# Western Flyer identification



## Jkane (Oct 4, 2018)

I am looking for information on this Western Flyer Women’s Bicycle.  Just had a gentleman bring it into our small vintage store.  Wondering the year (he thinks before 1965) and if it has any value.  Seems to be in great shape as it has been hung up in a barn for the last 35 plus years.  
#0921000500 is the only number I can find on their bike. 
Grand Trophy


----------



## rhenning (Oct 4, 2018)

It is newer than 1965 as it has safety washers on the front hub nuts and reflector pedals.  Those didn't appear until the 1970s. What is the serial number?  I can see it but can't read it.  Roger


----------



## Archie Sturmer (Oct 4, 2018)

Western Auto closed about 2004.
Looks like a nice 1990's bike, has common Wald parts like my 1998 Worksman.
A lot of 1980s bikes look similar to 1990's bikes.
https://thecabe.com/forum/media/western-auto-1989-90-catalog-page-9.23366/

Newer Wald steering stems often have a date stamp, (near the warning line).


----------



## bike (Oct 4, 2018)

how come some 50s monarks have safety washers?!?!


----------



## Jkane (Oct 4, 2018)

rhenning said:


> It is newer than 1965 as it has safety washers on the front hub nuts and reflector pedals.  Those didn't appear until the 1970s. What is the serial number?  I can see it but can't read it.  Roger




0921000500 is the only number we can find.
Thanks


----------



## Jkane (Oct 4, 2018)

rhenning said:


> It is newer than 1965 as it has safety washers on the front hub nuts and reflector pedals.  Those didn't appear until the 1970s. What is the serial number?  I can see it but can't read it.  Roger





Archie Sturmer said:


> Western Auto closed about 2004.
> Looks like a nice 1990's bike, has common Wald parts like my 1995 Huffy (mens).
> A lot of 1980s bikes look similar to 1990's bikes.
> https://thecabe.com/forum/media/western-auto-1989-90-catalog-page-9.23366/



Thank you!


----------



## Freqman1 (Oct 4, 2018)

Not what I would call vintage or collectible. It may make a decent rider. I'd ask $35 for it. V/r Shawn


----------



## ItIsWhatItIs (Oct 4, 2018)

late '80s to mid '90s.

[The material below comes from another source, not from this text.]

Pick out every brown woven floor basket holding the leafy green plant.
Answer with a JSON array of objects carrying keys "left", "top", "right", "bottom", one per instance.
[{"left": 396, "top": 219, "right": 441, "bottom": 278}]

There's been a lady trying to sell a boys version on CL for $65 for the last 2+ years (she flips bikes for college kids). I offered $60, she won't sell as she has $65 in it and won't take a loss. I guess we are both being a bit stubborn .

Jason


----------



## rhenning (Oct 5, 2018)

The safety washer on that bike fits on a tab on the fork and is far different that the washers used by Monark.  The 92 in the number would me think is is a 1992 bike.  Roger


----------



## vincev (Oct 5, 2018)

Not really old or have any collector value.Would be a good bike on a college campus or train station bike.


----------



## ItIsWhatItIs (Oct 8, 2018)

It would be a decent frame (boys version) to use as a Bassett Star Cruiser tribute/replica/whatever...as long as you don't let anybody get closer than 20ft or so 

Jason


----------